Nine years ago next month my wife’s grandmother died, and my wife and her younger sister and their father set off early the next morning on a twelve hour car ride to Kansas for the funeral. Lyndie was gone only a few days, but this was back when being parted for any time at all was like Lyra leaving Pantalaimon on the dock of the underworld. While she was gone I worked every day and wrote horrible poetry every night, and on the phone we professed awkward and undying love.
The night she was due back I carried an old wooden table my mom had refinished years before out to our landlord’s barn. I carried it past piles of motorcycle parts and old tires, the detritus of forgotten work that seems to prop up every old farm building I’ve ever been in. I set it down on the only space of open ground. The dirt floor was stained with oil. The mice scurried across the rafters far above and the moon shone through the cracks in the threadbare roof. An old grain truck, the only thing in the barn that still worked, made a wall beside the ten foot square of open earth in the center of the barn where the table now sat. On the next trip I carried oil lamps, and music. When Lyndie called and said she was home and was coming over, I started the tea and carried it out in the ceramic pot her sister had bought for us in San Francisco.
She showed up, spunky and tired from the day in the car, and we kissed and hugged and assured ourselves of permanence. I led her to the rickety door on the side of the barn by the field, away from the road. I left her for a moment while I lit the lamps and when I returned I made her close her eyes. I took her hand and made my way through the piles and beams of a life passed by, and emerged on the small circle of glowing light that surrounded the table and got lost in the rafters far above. In jeans and sweaters we sipped our tea beside the grain truck, and later we danced slow around the filthy floor, two months from getting married.
Last night we dropped Yosi off at church and set of on our weekly date. The sky that had been sunny and warm in the afternoon was now dark and cold, rain pouring down and dying leaves blowing from the trees like snow on fire. “Let’s just get our coffee and sit in the car this time,” she said. We parked in the empty playground parking lot and watched the rain on the windshield, dancing through the light of the street lamps while The Decemberists moaned through the car speakers about dead lovers. We spoke little, we touched even less, but we were one. Our windows fogged up as we breathed in the contentment of communion.

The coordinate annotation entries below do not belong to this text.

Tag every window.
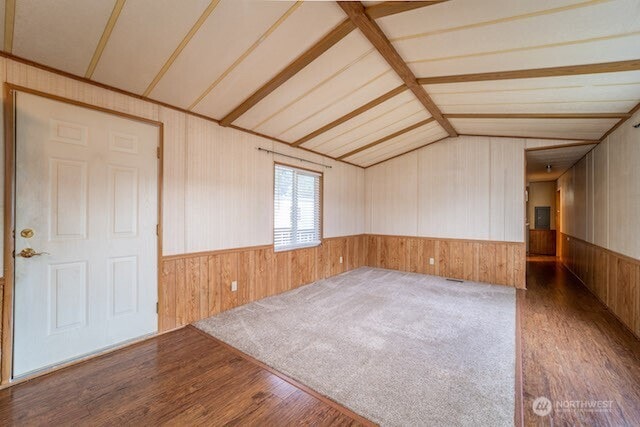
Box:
[273,164,322,251]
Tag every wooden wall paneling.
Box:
[158,260,176,332]
[561,233,640,338]
[175,259,189,326]
[217,252,240,311]
[207,255,222,316]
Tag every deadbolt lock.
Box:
[20,228,34,239]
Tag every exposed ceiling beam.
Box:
[599,103,640,142]
[291,85,407,147]
[418,59,640,85]
[4,0,16,53]
[365,0,448,19]
[444,113,630,119]
[142,0,220,96]
[220,2,442,126]
[338,1,458,136]
[360,135,449,169]
[336,117,435,160]
[460,133,599,144]
[220,19,355,126]
[524,141,598,152]
[84,0,125,79]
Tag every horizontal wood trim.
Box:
[529,229,556,256]
[0,51,362,168]
[338,117,435,160]
[444,113,631,119]
[558,233,640,339]
[367,235,526,289]
[418,59,640,85]
[291,85,408,147]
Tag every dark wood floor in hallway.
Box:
[518,257,640,426]
[0,326,359,426]
[0,257,640,426]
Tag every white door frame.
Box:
[0,83,164,388]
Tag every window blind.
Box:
[273,165,321,251]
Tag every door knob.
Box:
[18,248,49,258]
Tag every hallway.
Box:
[518,257,640,426]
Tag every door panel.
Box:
[13,93,158,377]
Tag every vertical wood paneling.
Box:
[561,234,640,338]
[367,235,526,289]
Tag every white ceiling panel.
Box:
[316,105,429,157]
[426,71,640,113]
[382,0,640,77]
[150,0,299,108]
[304,91,418,148]
[194,2,345,118]
[13,0,115,76]
[450,119,618,140]
[527,144,595,182]
[93,0,215,93]
[276,71,400,141]
[376,0,593,39]
[236,31,401,135]
[345,122,448,167]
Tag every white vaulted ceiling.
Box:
[0,0,640,167]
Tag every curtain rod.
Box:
[256,147,332,169]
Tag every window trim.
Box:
[271,161,324,253]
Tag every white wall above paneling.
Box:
[13,0,115,76]
[365,137,525,242]
[558,107,640,259]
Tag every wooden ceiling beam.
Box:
[599,103,640,142]
[365,0,448,19]
[336,117,435,160]
[291,85,407,147]
[338,1,458,136]
[4,0,16,53]
[220,1,436,126]
[418,59,640,85]
[460,133,598,144]
[444,113,631,119]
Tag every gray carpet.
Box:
[195,267,515,426]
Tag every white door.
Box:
[13,93,159,377]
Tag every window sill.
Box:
[273,241,322,252]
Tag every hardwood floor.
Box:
[0,257,640,426]
[518,257,640,426]
[0,326,359,426]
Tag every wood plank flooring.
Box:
[0,326,359,426]
[0,257,640,426]
[518,257,640,426]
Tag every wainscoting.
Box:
[529,230,556,255]
[560,233,640,338]
[366,235,526,289]
[158,235,366,331]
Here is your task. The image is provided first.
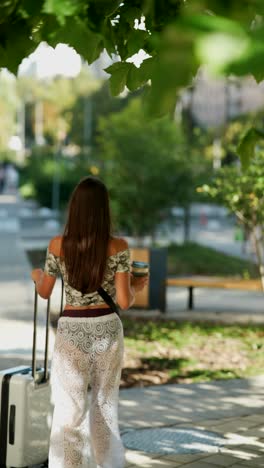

A little while later another car pulled in and parked on the other side of the lot, hiding from the town in the dark, shivering night. Their lights went out, and some minutes later Lyndie ventured they were probably making out. “Maybe they’re doing exactly what we’re doing,” I said. “No,” she said, “they’re totally making out.”
When the music stopped we pulled out the big umbrella and walked around the running track, alone in all the world but for the amorous pair in the parking lot. The tattered hem of my jeans dragged in the puddles and her feet were cold in their flip flops by the time we got back to the car. October brings with it every year a cold that forces us inside, closer to those we can drift from in the expansive warmth of the earlier months. If summer is the tide that pushes us high onto sand we’ve never known, fall is the ebb that pulls us back where we belong. We sat in the car and I was sure of God, as a few miles away my daughter learned things about Him it seems I can believe on any day but Sunday anymore.
Nine years ago we danced in the oil lambency of an ancient barn and an infant love, and the thousands of intervening days have seen things I never could have imagined. But in the passenger seat of our car, my hand in the rain and my wife leaning against her window postulating on the escapades of another couple, I find the same low ember glowing in the interstitial space between our hearts, and the rain and house moves and children and fights and loneliness that can haunt even the best of honest marriages has done nothing to smother it.
We are broken and alive, which is all I ever hope to be.